Journalistin in Malta durch Autobombe getötet

In Malta wurde eine regierungskritische Investigativ-Journalistin von einer Bombe in ihrem Auto getötet.

In Malta ist am Montag eine Journalistin getötet worden, die der Regierung des EU-Staats Korruption vorgeworfen hatte. Nach Polizeiangaben starb Daphne Caruana Galizia, als eine unter ihrem fahrenden Auto angebrachte Bombe explodierte. Der maltesische Regierungschef Joseph Muscat sprach von einer "barbarischen" Tat und einem "schwarzen Tag für unsere Demokratie und unsere Meinungsfreiheit". Die Journalistin hatte mit ihren Recherchen auch Muscat unter Druck gesetzt.

"Das ist eine tückische Attacke auf einen Bürger und auf die Meinungsfreiheit", schrieb er auf Twitter. Der Mitte-Links-Politiker wies die Sicherheitskräfte an, die Täter zu finden und vor Gericht zu bringen.

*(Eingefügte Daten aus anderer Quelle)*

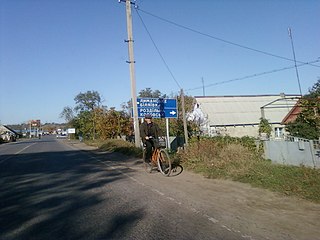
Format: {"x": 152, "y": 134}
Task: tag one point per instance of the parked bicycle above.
{"x": 160, "y": 159}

Dem staatlichen TV-Sender TVM zufolge hatte sich Caruana Galizia vor zwei Wochen an die Polizei gewandt, weil sie Morddrohungen erhalten habe.

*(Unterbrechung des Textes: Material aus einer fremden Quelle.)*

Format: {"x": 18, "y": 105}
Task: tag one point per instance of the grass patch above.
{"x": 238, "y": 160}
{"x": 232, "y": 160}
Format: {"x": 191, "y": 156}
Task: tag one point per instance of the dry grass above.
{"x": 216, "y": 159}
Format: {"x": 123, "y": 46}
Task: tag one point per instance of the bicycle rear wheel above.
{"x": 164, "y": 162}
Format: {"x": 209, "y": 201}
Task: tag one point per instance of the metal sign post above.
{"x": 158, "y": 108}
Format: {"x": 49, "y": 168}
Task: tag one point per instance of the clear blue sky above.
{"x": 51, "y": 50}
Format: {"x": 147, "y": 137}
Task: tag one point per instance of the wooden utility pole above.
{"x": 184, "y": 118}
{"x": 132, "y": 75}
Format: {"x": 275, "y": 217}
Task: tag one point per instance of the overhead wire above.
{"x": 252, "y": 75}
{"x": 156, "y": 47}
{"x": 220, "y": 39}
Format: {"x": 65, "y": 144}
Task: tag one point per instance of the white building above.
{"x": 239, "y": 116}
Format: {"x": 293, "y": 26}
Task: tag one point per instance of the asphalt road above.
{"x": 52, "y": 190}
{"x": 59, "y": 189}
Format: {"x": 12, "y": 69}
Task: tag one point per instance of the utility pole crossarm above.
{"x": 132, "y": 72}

Bestechung und Panama-Konten

Die 53-jährige Internet-Bloggerin, die als Journalistin auch für andere Medien tätig war, hatte mit ihren Berichten erreicht, dass Muscat wegen der Vorwürfe im Zusammenhang mit den "Panama Papers" vorgezogene Neuwahlen ansetzte. Unter anderem steht seine Frau im Verdacht, Bestechungsgelder auf geheimen Konten in Panama versteckt zu haben. Vorwürfe im Zusammenhang mit Off-Shore-Konten richteten sich auch gegen den Energieminister sowie gegen Muscats Kabinettschef Keith Schembri.

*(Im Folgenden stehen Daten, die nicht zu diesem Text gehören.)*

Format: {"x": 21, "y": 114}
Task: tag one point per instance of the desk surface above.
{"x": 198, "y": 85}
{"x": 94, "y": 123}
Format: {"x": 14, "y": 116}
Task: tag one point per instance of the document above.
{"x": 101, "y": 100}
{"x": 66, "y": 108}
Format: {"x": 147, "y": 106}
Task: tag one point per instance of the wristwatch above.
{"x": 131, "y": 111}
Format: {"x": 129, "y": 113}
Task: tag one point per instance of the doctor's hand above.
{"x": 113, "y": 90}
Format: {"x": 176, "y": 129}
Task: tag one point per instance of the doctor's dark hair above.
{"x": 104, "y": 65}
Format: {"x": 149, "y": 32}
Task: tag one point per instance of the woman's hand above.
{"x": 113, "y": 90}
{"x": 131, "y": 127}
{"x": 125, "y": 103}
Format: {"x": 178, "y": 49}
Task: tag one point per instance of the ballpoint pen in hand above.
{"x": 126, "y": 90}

Aus der vorgezogenen Parlamentswahl im Juni ging Muscats Arbeiterpartei trotz der Korruptionsvorwürfe als Siegerin hervor. Es war das erste Mal seit der Unabhängigkeit des Inselstaats von Großbritannien 1964, dass die Arbeiterpartei zwei Wahlen in Folge gewann. Muscat hatte die Vorwürfe kategorisch bestritten und für den Fall, dass sie sich als wahr erweisen sollten, seinen Rücktritt angekündigt.